Studies of hip fracture complicating diabetes have not considered the effect of premature mortality.

Objective:

The aim of our study was to determine influence of the competing risk of death on the association between type 2 diabetes and hip fracture.

Design:

The study was designed as a longitudinal observational study.

Setting:

The study setting was an urban community.

Patients:

Participants included 1291 patients with type 2 diabetes (mean age 64.0 years) and 5159 matched residents without diabetes.

Main Outcome Measures:

Primary outcome measures were incident hip fracture hospitalizations and deaths.
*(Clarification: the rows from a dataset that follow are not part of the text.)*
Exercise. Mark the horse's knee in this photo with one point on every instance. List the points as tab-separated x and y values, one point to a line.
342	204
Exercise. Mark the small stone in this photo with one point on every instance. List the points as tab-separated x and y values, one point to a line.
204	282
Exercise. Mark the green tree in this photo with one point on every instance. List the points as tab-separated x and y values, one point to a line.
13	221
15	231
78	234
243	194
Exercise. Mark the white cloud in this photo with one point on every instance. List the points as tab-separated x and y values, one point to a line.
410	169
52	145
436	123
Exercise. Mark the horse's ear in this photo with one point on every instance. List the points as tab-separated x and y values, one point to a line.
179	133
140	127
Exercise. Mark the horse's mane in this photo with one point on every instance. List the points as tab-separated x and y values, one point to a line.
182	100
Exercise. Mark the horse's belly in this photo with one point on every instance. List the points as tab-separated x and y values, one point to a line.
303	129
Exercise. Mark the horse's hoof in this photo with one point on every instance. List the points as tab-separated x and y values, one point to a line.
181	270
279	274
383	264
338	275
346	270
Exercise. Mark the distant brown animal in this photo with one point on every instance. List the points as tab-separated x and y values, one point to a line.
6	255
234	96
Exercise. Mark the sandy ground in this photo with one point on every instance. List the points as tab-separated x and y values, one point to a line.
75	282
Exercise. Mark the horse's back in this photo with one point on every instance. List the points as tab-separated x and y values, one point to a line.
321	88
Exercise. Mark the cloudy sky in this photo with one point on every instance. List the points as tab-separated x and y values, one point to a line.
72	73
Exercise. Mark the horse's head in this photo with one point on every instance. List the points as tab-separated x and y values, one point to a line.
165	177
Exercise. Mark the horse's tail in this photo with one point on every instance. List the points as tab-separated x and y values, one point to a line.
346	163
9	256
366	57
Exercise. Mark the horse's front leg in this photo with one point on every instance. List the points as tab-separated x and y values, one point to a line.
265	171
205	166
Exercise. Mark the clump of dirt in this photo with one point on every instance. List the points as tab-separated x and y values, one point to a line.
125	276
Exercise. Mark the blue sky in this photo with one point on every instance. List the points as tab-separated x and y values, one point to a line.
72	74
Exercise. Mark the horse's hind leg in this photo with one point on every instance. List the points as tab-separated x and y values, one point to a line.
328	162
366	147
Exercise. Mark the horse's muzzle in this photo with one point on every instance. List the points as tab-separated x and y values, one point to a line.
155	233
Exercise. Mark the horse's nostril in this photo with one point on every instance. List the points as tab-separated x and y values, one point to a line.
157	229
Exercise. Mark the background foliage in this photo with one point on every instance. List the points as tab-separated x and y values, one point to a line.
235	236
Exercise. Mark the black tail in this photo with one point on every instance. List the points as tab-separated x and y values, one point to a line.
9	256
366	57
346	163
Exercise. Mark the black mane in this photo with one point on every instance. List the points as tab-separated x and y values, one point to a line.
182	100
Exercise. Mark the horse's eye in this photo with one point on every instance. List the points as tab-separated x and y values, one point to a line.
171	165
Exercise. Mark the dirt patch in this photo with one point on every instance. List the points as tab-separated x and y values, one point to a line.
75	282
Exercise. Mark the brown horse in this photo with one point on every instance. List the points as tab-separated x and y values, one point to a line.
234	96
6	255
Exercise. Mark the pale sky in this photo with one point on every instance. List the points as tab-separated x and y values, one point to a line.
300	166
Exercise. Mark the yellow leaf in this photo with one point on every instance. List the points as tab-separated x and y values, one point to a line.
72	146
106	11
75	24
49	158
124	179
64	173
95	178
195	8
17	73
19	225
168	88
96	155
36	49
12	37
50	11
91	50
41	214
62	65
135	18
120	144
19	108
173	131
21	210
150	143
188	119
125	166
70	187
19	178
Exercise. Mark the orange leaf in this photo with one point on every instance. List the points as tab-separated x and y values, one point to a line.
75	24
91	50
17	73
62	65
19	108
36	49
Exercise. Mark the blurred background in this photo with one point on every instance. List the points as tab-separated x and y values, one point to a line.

Hip fracture risk was assessed using proportional hazards and competing risk regression modeling.

Results:

During a mean of 14.1 years of follow-up, the incidence rate ratio for first hip fracture hospitalization in participants with vs without diabetes was 1.33 [95% confidence interval (CI), 1.05 to 1.68; P = 0.013]. Type 2 diabetes was associated with a cause-specific hazard ratio (csHR) for hip fracture of 1.50 (95% CI, 1.19 to 1.89; P < 0.001) and a subdistribution hazard ratio (sdHR) of 1.21 (95% CI, 0.96 to 1.52; P = 0.11) after adjustment for age, sex, and comorbidities. In patients with diabetes, significant csHRs for incident hip fracture were male sex (protective), body mass index (protective), insulin use, and renal impairment. These variables, with increasing age, also had significant sdHRs.

Conclusions:

The diabetes-associated risk of hip fracture is attenuated after allowing for the competing risk of death. Risk factors for hip fracture in diabetes were those in reported in general population studies plus insulin use.